Para o presidente da mantenedora do Parque Belém, o sistema de saúde em Porto Alegre funciona no modo de Gestão Plena, o que significa total subordinação das instituições às determinações da secretaria, tanto no envio de verbas para pagamento de contas e cumprimento da folha salarial, como no encaminhamento de novos pacientes. O médico contesta as justificativas da interdição e teme pelo destino dos pacientes, pois grande parte dos internos são dependentes químicos, ex usuários de crack em fase de desintoxicação. “São pessoas fragilizadas, que sofrerão traumas com a mudança. Com a interdição do hospital, é preciso uma garantia de que serão transferidos para outra instituição de igual qualidade”, sustentou.

Bruno Torres, 36 anos, é ex-dependente químico e já esteve internado no Parque Belém.
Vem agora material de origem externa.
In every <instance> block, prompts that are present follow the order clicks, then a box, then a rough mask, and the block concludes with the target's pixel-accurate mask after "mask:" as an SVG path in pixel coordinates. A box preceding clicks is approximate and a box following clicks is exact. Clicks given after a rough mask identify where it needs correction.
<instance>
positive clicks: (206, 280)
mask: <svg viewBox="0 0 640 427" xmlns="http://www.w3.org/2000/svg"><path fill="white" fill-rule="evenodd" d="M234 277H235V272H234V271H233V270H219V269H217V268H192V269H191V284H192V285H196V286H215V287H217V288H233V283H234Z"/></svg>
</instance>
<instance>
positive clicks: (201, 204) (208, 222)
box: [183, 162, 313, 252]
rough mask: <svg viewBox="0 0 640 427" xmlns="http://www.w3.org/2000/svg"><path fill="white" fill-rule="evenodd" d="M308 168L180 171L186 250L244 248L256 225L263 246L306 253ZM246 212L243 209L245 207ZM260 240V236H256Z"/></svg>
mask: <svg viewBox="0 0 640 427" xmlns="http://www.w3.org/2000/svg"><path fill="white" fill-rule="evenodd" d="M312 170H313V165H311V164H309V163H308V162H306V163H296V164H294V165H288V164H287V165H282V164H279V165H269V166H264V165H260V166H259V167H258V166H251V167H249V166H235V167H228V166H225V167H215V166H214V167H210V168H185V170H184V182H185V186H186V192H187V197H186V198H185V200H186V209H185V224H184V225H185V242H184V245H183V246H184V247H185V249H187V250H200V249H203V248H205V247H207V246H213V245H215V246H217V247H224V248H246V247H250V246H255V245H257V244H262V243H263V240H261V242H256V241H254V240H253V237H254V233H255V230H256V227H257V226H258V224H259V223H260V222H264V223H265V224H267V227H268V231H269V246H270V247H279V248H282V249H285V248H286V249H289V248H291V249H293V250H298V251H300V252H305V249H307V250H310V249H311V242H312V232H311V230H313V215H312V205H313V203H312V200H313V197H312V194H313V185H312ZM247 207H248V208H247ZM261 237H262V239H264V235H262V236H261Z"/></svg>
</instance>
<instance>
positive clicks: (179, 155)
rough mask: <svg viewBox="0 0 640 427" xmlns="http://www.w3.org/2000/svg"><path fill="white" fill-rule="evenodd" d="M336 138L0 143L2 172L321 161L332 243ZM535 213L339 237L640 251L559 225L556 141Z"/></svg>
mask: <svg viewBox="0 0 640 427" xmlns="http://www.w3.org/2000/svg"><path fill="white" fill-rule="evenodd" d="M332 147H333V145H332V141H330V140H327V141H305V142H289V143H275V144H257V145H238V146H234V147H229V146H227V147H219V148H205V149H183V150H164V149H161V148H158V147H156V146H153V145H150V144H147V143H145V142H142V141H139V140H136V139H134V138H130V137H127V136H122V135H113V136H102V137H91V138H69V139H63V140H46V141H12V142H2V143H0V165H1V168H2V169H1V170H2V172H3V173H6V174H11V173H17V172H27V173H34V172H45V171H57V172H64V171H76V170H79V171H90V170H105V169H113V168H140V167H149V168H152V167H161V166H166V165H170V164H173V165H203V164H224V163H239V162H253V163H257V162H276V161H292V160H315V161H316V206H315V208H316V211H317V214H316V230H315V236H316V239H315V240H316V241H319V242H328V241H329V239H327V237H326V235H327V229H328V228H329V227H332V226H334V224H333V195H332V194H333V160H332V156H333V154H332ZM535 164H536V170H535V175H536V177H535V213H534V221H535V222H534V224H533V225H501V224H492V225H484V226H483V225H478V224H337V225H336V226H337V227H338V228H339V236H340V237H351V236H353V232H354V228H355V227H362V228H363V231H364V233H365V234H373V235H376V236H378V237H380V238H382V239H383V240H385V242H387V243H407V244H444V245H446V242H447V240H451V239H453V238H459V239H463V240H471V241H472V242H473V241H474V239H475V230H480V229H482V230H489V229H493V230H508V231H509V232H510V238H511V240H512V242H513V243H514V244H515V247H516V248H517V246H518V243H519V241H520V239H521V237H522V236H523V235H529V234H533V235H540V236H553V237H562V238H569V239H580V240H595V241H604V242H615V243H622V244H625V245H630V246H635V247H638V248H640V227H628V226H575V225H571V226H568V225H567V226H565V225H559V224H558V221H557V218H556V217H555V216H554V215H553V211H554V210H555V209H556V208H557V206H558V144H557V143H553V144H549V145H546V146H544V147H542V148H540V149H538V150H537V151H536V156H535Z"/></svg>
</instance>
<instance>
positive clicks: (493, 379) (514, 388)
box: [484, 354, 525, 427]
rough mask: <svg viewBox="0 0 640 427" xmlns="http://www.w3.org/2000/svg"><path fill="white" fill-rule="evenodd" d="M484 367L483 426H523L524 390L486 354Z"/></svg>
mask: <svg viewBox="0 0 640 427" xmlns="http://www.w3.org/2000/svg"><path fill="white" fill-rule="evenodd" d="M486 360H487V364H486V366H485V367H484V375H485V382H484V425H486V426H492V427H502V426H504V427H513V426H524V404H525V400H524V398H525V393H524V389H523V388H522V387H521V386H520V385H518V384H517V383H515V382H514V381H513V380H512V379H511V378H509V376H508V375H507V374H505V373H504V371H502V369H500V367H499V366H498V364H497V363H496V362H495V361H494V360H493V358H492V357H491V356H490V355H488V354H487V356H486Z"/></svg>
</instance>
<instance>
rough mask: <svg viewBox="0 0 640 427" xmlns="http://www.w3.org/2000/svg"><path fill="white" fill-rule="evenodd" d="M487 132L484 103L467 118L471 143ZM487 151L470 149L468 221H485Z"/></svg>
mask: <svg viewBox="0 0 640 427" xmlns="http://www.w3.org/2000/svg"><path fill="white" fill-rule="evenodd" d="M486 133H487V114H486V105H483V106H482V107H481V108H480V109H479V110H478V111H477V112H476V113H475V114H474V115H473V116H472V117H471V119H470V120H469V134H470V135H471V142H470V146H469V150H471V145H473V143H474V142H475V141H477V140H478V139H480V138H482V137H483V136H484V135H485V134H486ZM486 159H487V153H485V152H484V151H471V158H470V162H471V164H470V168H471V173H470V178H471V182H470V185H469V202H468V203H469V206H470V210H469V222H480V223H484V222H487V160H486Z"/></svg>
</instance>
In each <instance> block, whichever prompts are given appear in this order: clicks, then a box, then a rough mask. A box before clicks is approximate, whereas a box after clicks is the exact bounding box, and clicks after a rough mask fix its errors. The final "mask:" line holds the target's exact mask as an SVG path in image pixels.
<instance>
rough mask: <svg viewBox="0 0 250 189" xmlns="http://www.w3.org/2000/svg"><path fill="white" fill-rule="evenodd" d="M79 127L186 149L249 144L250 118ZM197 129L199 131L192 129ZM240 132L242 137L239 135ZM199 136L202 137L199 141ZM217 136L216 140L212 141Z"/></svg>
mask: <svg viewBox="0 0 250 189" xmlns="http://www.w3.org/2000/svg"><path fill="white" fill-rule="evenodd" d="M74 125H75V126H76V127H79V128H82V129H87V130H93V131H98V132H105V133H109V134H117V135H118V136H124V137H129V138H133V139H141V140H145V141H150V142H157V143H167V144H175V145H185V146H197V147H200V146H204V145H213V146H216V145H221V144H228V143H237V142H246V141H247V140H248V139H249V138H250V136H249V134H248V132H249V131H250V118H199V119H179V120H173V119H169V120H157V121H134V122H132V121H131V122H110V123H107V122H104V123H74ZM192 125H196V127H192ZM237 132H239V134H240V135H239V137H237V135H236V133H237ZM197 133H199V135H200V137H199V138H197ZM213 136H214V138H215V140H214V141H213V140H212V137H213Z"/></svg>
Hoje, ele frequenta o estabelecimento em dia de visitas. Para Bruno, a internação no hospital foi de extrema importância para sua recuperação e a tentativa de fechá-lo é mais um exemplo das “galhofas” do Estado.
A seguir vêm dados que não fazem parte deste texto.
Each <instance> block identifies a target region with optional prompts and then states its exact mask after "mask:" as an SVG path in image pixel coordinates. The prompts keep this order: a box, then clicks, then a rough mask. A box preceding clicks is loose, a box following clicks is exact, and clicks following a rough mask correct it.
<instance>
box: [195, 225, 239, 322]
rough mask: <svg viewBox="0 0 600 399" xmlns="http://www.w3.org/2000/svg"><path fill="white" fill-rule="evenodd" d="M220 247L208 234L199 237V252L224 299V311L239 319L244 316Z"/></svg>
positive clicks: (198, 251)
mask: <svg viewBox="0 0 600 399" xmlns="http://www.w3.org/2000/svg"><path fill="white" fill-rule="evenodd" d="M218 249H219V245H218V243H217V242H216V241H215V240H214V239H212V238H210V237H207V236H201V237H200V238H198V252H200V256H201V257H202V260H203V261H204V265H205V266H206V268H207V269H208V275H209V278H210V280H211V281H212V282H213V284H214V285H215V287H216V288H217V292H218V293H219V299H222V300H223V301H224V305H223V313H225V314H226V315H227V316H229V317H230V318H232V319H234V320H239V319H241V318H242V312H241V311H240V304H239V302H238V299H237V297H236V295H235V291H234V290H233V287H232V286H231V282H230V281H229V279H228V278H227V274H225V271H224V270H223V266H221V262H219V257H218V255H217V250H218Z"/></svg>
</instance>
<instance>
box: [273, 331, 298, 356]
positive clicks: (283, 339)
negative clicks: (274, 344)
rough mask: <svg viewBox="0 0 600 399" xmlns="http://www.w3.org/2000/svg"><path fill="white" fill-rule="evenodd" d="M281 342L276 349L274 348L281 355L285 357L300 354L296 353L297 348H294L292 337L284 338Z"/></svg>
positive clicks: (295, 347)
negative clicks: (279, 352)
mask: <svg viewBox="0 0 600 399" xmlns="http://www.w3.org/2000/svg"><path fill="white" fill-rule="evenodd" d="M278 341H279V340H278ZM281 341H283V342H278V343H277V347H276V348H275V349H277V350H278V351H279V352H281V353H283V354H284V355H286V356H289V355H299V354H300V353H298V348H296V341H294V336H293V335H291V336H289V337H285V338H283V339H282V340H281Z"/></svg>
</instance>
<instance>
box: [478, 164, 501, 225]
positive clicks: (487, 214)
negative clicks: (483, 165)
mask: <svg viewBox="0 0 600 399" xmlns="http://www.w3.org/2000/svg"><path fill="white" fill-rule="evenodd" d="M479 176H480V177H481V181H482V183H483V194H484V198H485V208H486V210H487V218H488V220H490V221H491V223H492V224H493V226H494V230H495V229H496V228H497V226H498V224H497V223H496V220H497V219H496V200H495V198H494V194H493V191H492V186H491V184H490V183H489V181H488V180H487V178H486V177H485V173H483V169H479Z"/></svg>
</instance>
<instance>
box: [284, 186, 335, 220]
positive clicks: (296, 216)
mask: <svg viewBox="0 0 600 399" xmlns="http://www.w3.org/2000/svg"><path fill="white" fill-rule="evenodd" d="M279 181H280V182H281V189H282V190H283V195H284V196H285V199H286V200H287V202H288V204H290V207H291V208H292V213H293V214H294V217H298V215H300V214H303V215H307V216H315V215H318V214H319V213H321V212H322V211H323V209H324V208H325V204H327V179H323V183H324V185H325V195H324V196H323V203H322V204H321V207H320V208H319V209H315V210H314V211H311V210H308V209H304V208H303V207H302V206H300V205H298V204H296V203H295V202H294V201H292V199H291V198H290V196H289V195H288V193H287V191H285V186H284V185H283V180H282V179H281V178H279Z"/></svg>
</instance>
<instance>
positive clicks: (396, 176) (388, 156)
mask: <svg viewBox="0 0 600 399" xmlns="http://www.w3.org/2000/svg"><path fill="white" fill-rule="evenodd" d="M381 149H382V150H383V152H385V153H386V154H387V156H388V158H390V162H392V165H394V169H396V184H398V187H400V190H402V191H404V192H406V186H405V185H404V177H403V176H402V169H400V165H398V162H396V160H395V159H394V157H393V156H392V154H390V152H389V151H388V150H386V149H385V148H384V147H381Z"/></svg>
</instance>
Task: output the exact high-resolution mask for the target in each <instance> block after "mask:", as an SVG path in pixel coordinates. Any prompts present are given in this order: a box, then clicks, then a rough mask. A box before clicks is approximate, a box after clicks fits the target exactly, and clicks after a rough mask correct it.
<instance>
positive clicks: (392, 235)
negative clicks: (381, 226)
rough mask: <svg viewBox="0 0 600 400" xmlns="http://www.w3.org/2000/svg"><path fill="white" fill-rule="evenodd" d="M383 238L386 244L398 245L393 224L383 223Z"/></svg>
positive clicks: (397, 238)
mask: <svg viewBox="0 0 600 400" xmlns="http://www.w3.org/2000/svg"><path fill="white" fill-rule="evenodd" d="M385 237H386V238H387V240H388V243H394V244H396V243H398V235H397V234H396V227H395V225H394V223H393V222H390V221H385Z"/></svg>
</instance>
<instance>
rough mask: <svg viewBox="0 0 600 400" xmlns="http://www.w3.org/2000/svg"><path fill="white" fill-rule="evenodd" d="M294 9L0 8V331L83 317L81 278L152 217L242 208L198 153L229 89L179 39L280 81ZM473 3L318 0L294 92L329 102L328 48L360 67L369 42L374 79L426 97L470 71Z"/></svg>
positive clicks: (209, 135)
A administração do Hospital Parque Belém recorrerá judicialmente da decisão. Na terça-feira (17), as comissões de Direitos Humanos e de Saúde, da Câmara de Vereadores de Porto Alegre, devem comparecer ao Hospital Parque Belém para averiguar as dependências da instituição.
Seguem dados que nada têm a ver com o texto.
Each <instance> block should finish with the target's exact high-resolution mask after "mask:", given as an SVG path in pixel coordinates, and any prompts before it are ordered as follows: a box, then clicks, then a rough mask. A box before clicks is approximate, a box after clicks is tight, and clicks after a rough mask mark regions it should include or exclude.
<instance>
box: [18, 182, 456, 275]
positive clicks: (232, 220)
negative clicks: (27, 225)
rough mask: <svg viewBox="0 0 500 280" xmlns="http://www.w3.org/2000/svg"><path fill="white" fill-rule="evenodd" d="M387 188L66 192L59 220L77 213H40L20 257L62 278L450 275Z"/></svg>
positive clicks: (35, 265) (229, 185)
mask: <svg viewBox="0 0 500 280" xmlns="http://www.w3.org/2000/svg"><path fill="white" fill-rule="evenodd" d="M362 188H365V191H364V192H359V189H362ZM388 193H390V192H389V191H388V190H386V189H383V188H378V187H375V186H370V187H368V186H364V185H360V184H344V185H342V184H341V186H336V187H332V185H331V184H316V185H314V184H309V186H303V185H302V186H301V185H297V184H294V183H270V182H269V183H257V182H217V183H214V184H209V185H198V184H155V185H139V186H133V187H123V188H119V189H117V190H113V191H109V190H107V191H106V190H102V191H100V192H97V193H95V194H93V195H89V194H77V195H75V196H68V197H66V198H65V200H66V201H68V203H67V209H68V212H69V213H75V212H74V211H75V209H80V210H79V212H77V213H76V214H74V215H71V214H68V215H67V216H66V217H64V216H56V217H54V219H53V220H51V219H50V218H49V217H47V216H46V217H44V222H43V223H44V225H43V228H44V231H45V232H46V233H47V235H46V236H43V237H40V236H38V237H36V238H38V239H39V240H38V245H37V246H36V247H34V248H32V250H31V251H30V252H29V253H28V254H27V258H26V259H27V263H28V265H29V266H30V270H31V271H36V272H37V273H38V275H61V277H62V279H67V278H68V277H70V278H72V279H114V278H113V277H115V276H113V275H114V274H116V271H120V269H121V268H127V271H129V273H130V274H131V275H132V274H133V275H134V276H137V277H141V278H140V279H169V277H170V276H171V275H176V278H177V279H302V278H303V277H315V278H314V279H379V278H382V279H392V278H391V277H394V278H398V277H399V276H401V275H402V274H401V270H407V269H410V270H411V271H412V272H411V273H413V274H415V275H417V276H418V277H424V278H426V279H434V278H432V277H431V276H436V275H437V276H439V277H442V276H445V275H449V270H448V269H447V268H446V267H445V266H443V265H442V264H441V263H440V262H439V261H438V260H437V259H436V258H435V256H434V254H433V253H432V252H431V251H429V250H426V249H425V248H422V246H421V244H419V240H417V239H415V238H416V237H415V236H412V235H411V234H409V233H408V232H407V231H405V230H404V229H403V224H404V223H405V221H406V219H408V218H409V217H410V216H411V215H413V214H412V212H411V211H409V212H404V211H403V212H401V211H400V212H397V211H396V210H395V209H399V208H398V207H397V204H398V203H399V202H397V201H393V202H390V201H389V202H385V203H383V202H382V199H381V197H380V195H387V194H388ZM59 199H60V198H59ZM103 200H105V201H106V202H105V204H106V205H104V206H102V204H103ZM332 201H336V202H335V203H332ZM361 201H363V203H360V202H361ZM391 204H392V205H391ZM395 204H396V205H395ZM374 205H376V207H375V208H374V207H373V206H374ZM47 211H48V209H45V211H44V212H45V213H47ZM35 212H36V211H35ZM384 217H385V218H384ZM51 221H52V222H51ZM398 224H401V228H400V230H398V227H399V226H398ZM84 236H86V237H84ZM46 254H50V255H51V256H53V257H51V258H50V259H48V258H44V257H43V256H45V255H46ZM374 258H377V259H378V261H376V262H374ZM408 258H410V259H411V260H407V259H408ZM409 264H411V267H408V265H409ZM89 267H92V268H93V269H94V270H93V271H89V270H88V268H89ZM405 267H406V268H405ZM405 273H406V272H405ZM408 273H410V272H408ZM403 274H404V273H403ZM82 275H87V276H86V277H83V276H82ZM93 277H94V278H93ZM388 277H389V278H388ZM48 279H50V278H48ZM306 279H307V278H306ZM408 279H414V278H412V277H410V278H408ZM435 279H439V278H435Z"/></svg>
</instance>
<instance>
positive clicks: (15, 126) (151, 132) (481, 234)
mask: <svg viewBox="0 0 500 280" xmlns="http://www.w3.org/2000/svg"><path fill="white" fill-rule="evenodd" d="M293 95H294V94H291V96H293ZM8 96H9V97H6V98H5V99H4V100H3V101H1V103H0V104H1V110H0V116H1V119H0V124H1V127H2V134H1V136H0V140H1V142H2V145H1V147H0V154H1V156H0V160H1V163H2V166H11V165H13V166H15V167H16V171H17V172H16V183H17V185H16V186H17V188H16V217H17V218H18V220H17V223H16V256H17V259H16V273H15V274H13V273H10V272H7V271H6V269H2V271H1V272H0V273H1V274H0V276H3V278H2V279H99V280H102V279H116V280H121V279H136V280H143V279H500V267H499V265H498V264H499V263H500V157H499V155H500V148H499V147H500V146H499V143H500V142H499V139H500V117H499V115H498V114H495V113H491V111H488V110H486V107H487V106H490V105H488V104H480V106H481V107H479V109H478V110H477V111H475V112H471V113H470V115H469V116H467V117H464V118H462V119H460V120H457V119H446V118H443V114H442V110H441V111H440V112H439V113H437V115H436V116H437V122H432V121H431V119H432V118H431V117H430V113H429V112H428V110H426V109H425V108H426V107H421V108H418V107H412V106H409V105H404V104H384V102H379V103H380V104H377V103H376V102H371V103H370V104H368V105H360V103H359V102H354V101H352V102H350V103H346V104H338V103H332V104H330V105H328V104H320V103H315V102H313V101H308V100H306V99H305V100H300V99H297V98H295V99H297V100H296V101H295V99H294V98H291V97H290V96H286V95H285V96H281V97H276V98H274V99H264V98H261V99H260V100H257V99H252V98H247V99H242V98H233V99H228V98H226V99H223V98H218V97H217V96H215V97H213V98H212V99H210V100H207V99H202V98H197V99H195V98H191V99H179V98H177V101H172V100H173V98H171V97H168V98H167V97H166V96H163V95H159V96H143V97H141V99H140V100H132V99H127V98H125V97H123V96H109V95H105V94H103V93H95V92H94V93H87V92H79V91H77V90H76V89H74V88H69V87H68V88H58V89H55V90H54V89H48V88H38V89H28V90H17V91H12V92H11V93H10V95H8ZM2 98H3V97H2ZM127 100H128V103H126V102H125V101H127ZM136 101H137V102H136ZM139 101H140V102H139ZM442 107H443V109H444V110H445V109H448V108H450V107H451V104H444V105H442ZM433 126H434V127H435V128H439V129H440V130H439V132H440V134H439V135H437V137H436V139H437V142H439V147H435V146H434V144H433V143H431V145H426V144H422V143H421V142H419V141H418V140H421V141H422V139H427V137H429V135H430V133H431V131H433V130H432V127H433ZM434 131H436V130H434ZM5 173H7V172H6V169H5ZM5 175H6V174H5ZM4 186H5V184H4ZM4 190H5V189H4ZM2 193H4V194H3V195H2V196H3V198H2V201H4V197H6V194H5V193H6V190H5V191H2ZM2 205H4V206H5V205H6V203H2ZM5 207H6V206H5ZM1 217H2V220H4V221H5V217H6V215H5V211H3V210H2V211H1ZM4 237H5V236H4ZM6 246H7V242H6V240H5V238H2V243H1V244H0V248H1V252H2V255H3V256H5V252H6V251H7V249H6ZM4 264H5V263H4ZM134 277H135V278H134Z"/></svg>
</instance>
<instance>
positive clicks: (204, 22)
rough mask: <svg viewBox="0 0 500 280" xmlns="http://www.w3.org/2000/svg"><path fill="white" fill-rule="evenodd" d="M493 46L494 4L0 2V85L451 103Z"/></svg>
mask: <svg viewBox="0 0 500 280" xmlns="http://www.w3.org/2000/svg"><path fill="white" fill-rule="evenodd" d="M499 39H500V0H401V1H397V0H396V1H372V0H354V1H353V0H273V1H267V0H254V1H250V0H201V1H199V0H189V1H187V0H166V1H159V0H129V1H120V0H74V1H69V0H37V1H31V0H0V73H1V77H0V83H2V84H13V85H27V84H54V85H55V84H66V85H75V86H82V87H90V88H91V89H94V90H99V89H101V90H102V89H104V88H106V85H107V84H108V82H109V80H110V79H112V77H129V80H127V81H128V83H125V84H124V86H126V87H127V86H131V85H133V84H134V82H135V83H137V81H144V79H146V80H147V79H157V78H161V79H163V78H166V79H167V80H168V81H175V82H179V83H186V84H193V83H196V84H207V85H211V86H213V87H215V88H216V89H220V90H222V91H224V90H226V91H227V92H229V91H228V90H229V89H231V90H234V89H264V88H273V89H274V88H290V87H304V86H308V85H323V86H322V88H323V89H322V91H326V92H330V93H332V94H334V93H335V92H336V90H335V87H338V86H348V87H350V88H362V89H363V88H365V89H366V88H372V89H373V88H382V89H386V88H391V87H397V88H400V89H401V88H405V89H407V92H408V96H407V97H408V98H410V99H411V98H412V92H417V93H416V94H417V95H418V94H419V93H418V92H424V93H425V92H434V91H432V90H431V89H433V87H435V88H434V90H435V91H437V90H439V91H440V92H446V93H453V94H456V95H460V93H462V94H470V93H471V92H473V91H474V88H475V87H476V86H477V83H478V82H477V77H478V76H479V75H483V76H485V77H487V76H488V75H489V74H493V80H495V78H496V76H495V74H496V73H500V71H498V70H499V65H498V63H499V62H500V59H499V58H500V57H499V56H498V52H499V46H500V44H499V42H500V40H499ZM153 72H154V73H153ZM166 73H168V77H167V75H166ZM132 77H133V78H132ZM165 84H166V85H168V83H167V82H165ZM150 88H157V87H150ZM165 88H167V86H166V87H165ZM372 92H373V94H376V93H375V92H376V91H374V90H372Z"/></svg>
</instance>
Inaugurado ainda em 1940, pelo então presidente Getúlio Vargas, o estabelecimento foi concebido para receber pacientes com tuberculose, avaliados em grande número à época. Por muitas décadas, a instituição atuou como referência no atendimento e tratamento de saúde pública na Capital e, desde 1975, é apta ao serviço de medicina geral. Hoje, o hospital trata apenas pacientes de saúde mental, em sua maioria, dependentes químicos.

Transferência suspensa

Em reunião na sexta-feira (13) no gabinete do vice-prefeito de Porto Alegre, ficou acertado que o sanatório Parque Belém não precisará transferir seus pacientes para outros hospitais. Segundo a Secretaria Municipal da Saúde, os leitos continuarão abertos pelo menos até terça-feira, quando técnicos da Vigilância em Saúde da Coordenadoria Geral de Vigilância em Saúde e da Secretaria Estadual de Saúde farão uma nova vistoria na unidade. João Gabardo, secretário estadual da Saúde, afirmou que “se faz necessário que alguns pontos sejam minimamente atendidos”, feito isso, “o hospital poderá voltar a atender normalmente”.